Basta papi santi

La notizia che quest’autunno sarà beatificato anche papa Paolo VI, forse un po’ passata in secondo piano ma che sicuramente sarà rilanciata con enfasi all’approssimarsi della cerimonia, credo debba indurre ad una riflessione onesta sull’infornata di canonizzazioni papali di questo 2014.

Non mi pare possa sfuggire il pericolo di un eccesso di incenso verso l’istituzione-papato. Non è infatti un caso se, nel tempo, i pontefici “elevati alla gloria degli altari” siano sempre stati pochi e se, di questi, la maggioranza sia stata riconosciuta trascorsi diversi anni dalla morte. Cioè la linea è (quasi) sempre stata quella della prudenza, per rifuggire dal pericolo di un papa che – canonizzando un suo precedessore – santifichi un poco anche quel ruolo e quindi anche se stesso.

Non pare che l’attuale pontefice la pensi così, se è vero che già due papi (assai recenti entrambi) sono stati elevati a santi questa primavera e che di un altro – Paolo VI appunto – è imminente la beatificazione. Non ho nulla contro Paolo VI, anzi! È la prudenza però ciò che pare mancante in tutto questo: santificando persone che hanno ricoperto la stessa carica poco prima, ed al cui operato si fa esplicito richiamo, il terreno diventa scivoloso verso il baratro dell’auto-compiacimento.

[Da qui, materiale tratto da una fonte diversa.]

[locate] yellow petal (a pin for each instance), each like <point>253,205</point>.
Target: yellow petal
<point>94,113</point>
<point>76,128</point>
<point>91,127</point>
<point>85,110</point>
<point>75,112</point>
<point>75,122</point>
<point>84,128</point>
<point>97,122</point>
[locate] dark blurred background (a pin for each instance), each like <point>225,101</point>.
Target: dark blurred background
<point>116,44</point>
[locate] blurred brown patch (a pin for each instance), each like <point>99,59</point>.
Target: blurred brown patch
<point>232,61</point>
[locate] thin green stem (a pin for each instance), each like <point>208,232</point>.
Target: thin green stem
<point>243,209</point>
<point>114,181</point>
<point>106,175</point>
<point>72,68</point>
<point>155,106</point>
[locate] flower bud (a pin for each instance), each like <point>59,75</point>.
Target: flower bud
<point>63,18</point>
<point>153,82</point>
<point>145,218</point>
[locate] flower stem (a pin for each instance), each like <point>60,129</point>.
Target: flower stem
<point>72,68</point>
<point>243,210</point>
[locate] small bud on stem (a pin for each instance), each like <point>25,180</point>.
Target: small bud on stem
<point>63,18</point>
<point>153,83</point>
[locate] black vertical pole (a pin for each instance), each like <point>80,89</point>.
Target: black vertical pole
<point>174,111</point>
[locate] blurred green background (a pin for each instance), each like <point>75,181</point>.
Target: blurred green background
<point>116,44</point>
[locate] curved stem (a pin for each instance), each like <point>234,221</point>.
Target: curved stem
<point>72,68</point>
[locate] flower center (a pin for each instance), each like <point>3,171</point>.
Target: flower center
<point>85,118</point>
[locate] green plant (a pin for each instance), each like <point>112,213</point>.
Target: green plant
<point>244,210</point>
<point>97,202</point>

Se contiamo che, poi, anche di Pio XII e del mio conterraneo dolomitico Giovanni Paolo I sono da tempo avviate le cause di beatificazione, potremmo arrivare all’eclatante di risultato che dal 1939 al 2005 il “trono di Pietro” sarabbe santo senza alcuna soluzione di continuità. Sarebbe la prova di un lungo periodo di particolare grazia della Chiesa cattolica, o piuttosto una troppo spettacolare celebrazione di se stessi?

Non è forse un’ostentazione eccessiva più questa sequenza di sostanziali auto-canonizzazioni dell’istitutuzione-papato, che non l’uso tutto formale di un qualche dorato paramento ottocentesco?

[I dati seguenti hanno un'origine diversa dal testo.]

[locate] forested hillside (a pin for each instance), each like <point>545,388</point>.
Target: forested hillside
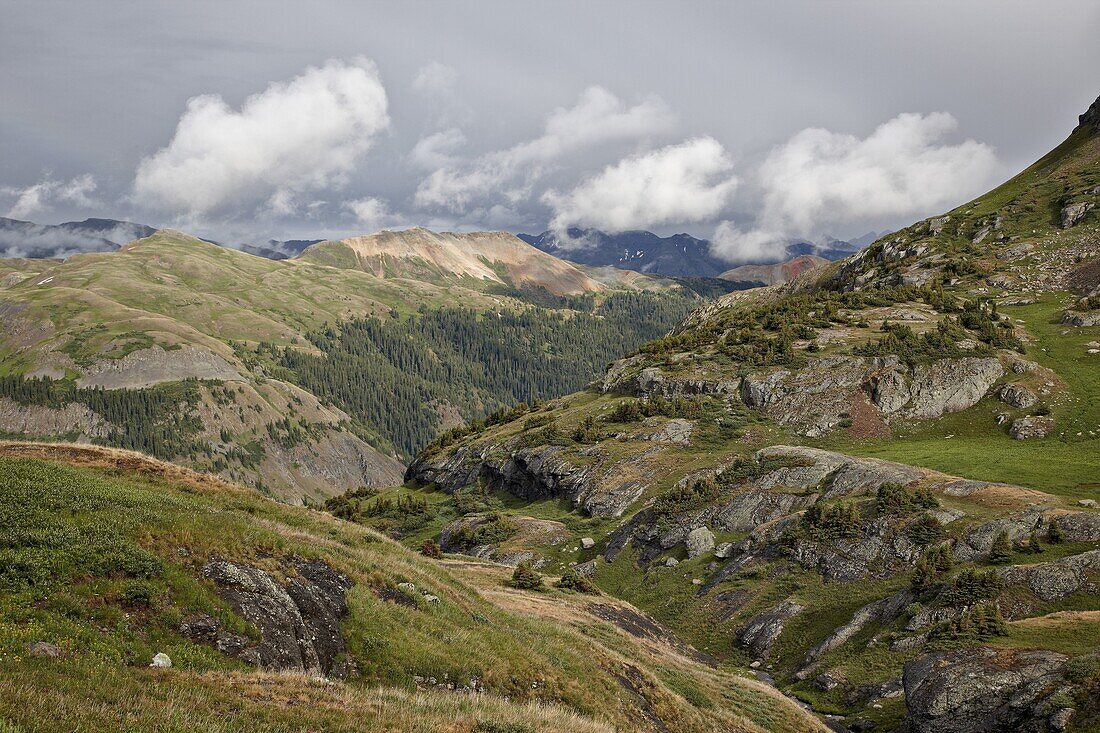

Né può reggere il richiamo alla (oggettiva ed indubbia) grandezza ed importanza del Concilio Vaticano II. Infatti, se guardiamo ai concili precedenti (altrettanto grandi ed importanti per le loro epoche), di nessuno troviamo canonizzati o beatificati tutti i pontefici coinvolti, prima durante e dopo il concilio stesso. Attorno al Concilio di Trento (che segnò di sé per secoli la vita della Chiesa) si nota sì un fiorire di santi, ma in ambiti ecclesiali vari e diversi (vescovi, fondatori di ordini religiosi, monache, teologi…), che complessivamente dimostrano una “stagione di grazia” vissuta a quell’epoca dalla Chiesa. Di tutti questi santi, uno solo – Pio V – fu papa.

Quello che mi sembra manchi è un riferimento a forme di santità cui possano guardare come esempio tutti i cristiani, e non solo la ristretta cerchia che (legittimamente) ha possibilità di diventare vescovo di Roma.

A differenza di qualche anno fa, mancano le madri ed i padri di famiglia canonizzati, così come mancano i vescovi, i professionisti, i politici cristiani. Mancano insomma le diverse sfumature del vivere la fede in tutte le dimensioni dell’umanità, mentre è prominente la celebrazione dei soli successori di Pietro, capi del cattolicesimo. Le cause di beatificazione, ad esempio, degli statisti cattolici fondatori dell’Europa unita (il franco-tedesco Robert Schuman e l’italiano Alcide De Gasperi) sono aperte da decenni e rimangono senza esito.

Probabilmente, mi permetto di dire, ci sarebbe bisogno non di meno santi, ma di canonizzazioni e beatificazioni cui tutti i cristiani e tutti gli uomini di buona volontà possano guardare come esempio per le loro vite, da laici impegnati nel rendere il mondo un po’ più simile al Regno celeste.

Non tanto “basta santi!” quindi, ma “basta papi santi!”. Paolo VI va bene, ma dopo – vi prego – diversifichiamo un po’!